Ok. I YELL-fasted. But still fasted, none-the-less.
It went something like:
"WHERE ARE YOU??? I have done EVERYTHING I CAN, and I can't do it anymore!!! My husband is suffering, my mom is suffering, and I am OBVIOUSLY SUFFERING. I have tried everything in my power, and I have nothing more to try. PLEASE let a doctor find a way to help me. PLEASE!"
Around that same time, my mom's best friend referred me to a Nurse Practitioner.
And it saved me.
She prescribed me with an anti-anxiety medication that was specifically for me.
Hi, I don't like to tell everyone and their dog that I have to take anxiety medication.
But I think it's important.
Though anxiety is seen as an emotional problem - my problem is not emotional.
It is 100% medical.
And God has put doctors on this earth for JUST that reason.
I couldn't help myself - because I AM NOT A DOCTOR.
She explained it a lot like this:
If you broke your leg, wouldn't you go to the hospital to fix it?
My problem is the exact same.
I am not crazy, I am not overly-anxious. I am just a little bit broken. And needed medical help to fix it.
As I started to take the medication, some of the symptoms went away.
I no longer had numb legs.
I started to breathe better.
I was able to sleep through most nights without waking to a panic attack.
But I still had a few problems left.
I still this horrible foggy feeling in my brain (that never went away).
And I was still pretty down in the dumps.
But I decided to accept that.
I could probably learn to fight through these.
Two is easier to handle than 100.
One day, out of the blue, I felt like exercising.
After a few days of this - I FELT BETTER.
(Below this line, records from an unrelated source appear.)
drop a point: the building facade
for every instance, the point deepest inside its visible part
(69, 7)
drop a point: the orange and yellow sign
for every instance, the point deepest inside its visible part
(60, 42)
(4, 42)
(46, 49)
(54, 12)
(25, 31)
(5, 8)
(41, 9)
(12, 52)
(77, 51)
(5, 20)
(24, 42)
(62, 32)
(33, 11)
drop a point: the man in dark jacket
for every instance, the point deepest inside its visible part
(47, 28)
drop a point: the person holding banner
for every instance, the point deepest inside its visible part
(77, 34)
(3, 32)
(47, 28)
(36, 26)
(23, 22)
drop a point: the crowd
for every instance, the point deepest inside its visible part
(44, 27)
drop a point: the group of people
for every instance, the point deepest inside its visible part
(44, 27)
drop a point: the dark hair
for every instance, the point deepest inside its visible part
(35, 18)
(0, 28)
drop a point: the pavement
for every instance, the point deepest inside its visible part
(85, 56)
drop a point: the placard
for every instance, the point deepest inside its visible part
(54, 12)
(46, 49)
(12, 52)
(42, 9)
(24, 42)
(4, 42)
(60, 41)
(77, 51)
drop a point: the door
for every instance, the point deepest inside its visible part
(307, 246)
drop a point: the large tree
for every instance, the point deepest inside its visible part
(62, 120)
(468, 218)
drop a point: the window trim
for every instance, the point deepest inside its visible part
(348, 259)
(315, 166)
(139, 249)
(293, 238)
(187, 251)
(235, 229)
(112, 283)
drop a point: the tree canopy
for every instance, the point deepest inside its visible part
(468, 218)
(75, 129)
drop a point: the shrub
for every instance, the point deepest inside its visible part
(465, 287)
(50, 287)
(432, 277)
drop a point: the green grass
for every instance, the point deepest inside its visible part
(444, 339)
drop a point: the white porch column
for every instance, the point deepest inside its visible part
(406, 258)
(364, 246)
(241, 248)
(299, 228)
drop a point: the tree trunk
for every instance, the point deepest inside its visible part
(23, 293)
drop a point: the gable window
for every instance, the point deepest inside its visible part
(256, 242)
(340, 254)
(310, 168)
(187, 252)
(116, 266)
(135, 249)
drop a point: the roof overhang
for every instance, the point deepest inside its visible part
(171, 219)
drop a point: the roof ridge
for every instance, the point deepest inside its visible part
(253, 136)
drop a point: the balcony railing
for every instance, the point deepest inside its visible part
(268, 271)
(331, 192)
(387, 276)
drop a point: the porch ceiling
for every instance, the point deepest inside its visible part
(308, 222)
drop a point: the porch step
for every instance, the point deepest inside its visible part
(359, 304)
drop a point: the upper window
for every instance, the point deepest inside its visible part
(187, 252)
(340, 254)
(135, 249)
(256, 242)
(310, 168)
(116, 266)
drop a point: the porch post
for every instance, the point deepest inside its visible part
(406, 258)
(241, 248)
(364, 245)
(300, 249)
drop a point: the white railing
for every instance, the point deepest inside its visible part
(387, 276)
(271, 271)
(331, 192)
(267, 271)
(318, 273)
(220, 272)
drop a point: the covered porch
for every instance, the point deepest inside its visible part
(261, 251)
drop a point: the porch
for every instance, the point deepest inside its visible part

Not just my body - BUT MY BRAIN!
The foggy feeling left my head.
And I felt happy - ENERGIZED, for the first time in literal years.
AND GET THIS!!!
Every morning that I exercise - I feel perfectly FINE.
I feel like the old, spazzy, energetic, happy Amanda.
Moral of the story:
1. Doctors are on this earth to help with the things you can't help, yourself.
2. Fasting is real.
3. Exercise has saved my health, and my sanity.